徹夫の動く城

安心してゴルフすらラウンドできないご時世ですか。尾崎三兄弟と宮里三兄弟にアイアンの角で滅多打ちにしてもらえばいいよ、あんな人は。
俺が処理した、千件は軽く超えるであろう書類の中から20件を抜き出して調べるのが先日の監査じみたものであった。いわばロシアン・ルーレットのようなものだが、敵もなかなか鋭い嗅覚をもっており、決して無作為に20件を選ぶのではない。「これはいかにも臭そうだ」という弾丸ばかり20件抽出してマガジンに装填しやがるから大変だ。俺はマトリックスにおけるキアヌ・リーブスの如きスウェーで巧みにかわしながら普段着のまま3時間をやり過ごしたのだ。イチロー選手が大記録について語った、「小さいことの積み重ねがとんでもないことにつながる」ってのは、きっとこのことだな、と思った。
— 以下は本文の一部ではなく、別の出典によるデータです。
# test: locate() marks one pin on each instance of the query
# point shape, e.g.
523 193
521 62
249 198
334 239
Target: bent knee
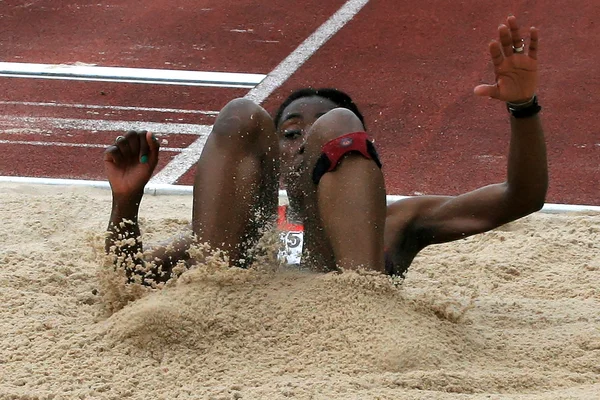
244 119
335 123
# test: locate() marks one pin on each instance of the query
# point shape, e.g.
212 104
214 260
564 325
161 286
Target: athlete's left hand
516 71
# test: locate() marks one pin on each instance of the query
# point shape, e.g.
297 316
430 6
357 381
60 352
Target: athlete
317 145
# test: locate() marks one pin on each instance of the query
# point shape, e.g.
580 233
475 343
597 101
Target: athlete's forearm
527 175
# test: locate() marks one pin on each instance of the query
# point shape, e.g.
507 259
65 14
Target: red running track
411 70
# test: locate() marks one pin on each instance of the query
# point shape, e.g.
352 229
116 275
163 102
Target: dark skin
356 188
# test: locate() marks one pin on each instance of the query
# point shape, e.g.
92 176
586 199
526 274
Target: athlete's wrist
524 109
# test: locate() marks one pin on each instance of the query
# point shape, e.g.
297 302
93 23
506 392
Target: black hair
338 97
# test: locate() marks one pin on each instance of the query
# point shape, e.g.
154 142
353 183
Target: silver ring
520 49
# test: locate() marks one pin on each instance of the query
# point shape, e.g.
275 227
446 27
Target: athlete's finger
496 53
113 154
506 40
533 42
144 149
514 31
123 144
133 141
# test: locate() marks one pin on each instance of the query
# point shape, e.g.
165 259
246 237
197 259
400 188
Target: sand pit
511 314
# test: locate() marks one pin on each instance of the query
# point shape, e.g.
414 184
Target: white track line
83 145
8 123
112 108
185 160
163 189
129 75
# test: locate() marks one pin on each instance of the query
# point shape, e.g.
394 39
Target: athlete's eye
292 133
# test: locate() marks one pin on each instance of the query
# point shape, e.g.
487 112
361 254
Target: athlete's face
294 127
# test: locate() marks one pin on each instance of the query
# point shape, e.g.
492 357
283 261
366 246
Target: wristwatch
524 110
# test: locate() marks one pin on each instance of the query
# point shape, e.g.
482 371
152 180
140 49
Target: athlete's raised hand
129 163
515 65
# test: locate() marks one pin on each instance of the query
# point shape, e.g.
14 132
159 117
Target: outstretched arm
129 164
438 219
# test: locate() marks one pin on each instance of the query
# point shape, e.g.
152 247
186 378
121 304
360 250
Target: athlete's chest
292 237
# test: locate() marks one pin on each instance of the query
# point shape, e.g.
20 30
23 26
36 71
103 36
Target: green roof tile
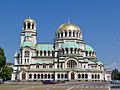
27 43
70 45
88 48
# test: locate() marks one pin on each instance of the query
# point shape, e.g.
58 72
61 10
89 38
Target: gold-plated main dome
68 26
29 20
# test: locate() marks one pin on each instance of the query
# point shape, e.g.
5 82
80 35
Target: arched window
49 76
86 53
44 53
30 76
95 76
61 34
73 33
82 75
52 53
50 65
40 53
23 76
79 76
86 76
75 50
37 65
34 76
71 64
37 53
24 25
38 76
27 53
58 35
66 50
62 75
77 34
48 53
98 76
62 50
28 25
33 26
45 76
69 33
92 76
58 75
52 75
41 76
66 76
71 49
44 65
65 33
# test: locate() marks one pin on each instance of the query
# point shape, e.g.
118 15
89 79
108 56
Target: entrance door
72 76
23 76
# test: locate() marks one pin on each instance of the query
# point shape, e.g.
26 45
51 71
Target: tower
28 34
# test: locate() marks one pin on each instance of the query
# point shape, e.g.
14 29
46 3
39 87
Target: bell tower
29 33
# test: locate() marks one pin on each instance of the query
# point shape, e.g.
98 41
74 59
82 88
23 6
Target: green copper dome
27 43
45 47
88 48
70 45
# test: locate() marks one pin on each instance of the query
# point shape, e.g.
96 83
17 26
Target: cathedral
68 58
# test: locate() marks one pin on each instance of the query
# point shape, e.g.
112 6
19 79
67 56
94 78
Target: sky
99 21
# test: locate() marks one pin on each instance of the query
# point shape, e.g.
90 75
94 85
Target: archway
23 76
71 64
72 76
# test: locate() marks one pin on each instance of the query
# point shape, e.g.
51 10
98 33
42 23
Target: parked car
115 81
1 81
48 82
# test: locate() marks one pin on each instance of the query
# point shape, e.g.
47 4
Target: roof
27 43
44 47
99 63
68 26
70 45
29 20
63 70
91 62
88 48
42 62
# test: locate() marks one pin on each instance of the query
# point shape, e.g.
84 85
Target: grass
44 87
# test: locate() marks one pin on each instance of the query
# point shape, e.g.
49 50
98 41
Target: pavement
62 86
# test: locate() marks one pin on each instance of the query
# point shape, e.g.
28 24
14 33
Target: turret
28 34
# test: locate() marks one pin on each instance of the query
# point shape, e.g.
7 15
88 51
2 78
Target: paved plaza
63 86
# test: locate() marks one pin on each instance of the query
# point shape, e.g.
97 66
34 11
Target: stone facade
68 58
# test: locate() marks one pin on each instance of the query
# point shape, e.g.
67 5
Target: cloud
113 66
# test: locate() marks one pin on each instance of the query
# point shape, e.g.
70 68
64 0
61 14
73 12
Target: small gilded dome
68 26
29 20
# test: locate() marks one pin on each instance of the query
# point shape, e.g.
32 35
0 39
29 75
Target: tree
2 58
5 71
115 74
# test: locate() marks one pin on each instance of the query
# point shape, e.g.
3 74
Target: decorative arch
74 60
23 76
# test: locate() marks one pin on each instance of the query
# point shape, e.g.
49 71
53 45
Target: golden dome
68 26
29 20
車検証が必要になり、車内を探したが見つからない。俺のシエンタちゃん(通称:ムッソリーニ)の内装は、忍者屋敷並みに収納スペースが設けられており、オーナーの俺でさえ開けたことのない場所に隠れていた。その神秘的な不思議空間は、ハウルの動く城を想起させる。オイルをマメに換えているせいか、カルシファーにあたる部分は非常に調子が良い。
時間は欲しいけど、いざ「自由」って言われると、何していいかわからない。命令されたい、縛られたい。「自由」が苦手な、切ない人間。